More than half of all employees believe that tighter procedures should have been adopted for accessing the employers' computer systems, but only a quarter report that this has happened. Half of all employees want to have more detailed background checks on new job applicants, but only one in nine says that this has happened.

These are a few of the results of a Harris Interactive survey that was conducted for Privacy & American Business. The interviews were conducted online with a nationwide sample of 1,258 employed adults, surveyed between March 27 and April 2, more than six months after the attacks on the World Trade Center and the Pentagon.

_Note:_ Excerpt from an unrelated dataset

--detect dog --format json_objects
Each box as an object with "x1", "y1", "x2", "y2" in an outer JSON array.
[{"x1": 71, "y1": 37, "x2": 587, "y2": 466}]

In reviewing these results, Dr. Alan Westin, the president and CEO of Privacy & American Business, commented that, "While employees at both private and government workplaces want to see due process followed and privacy boundaries respected, large majorities want wider background checks and stronger access-security measures carried out at their workplaces. And, three fourths of employees express high confidence that their employers can be trusted to increase security in a proper way."

Some of the key findings:

  • Some 81 percent of employed adults said they would be willing to have ID cards issued by their employers, with photos, a fingerprint (or other biometric identifier), with 44 percent saying they would be very willing. Only 7 percent said they were "not at all willing" to have this.
  • The proportion of employees who reported that steps have been taken by their employers include: 36 percent of employees who said their employers have made identification procedures more strict for people entering their workplaces; 26 percent who reported that tighter procedures for accessing their employers' computer systems have been adopted; 11 percent who reported that more detailed checks are being done on new job applicants; and 7 percent who said that more detailed checks are being done on current employees.
  • The proportion of employees who think their employers should be doing those things is far higher than the numbers who report that their employers are doing them. And three out of four measures are supported by just over 50 percent of all employees.

The support for stricter security measures is strong among both managers and non-managers, and even stronger among union than non-union workers, perhaps because they tend to work for large employers where more of these practices have been implemented, and where support for them is stronger.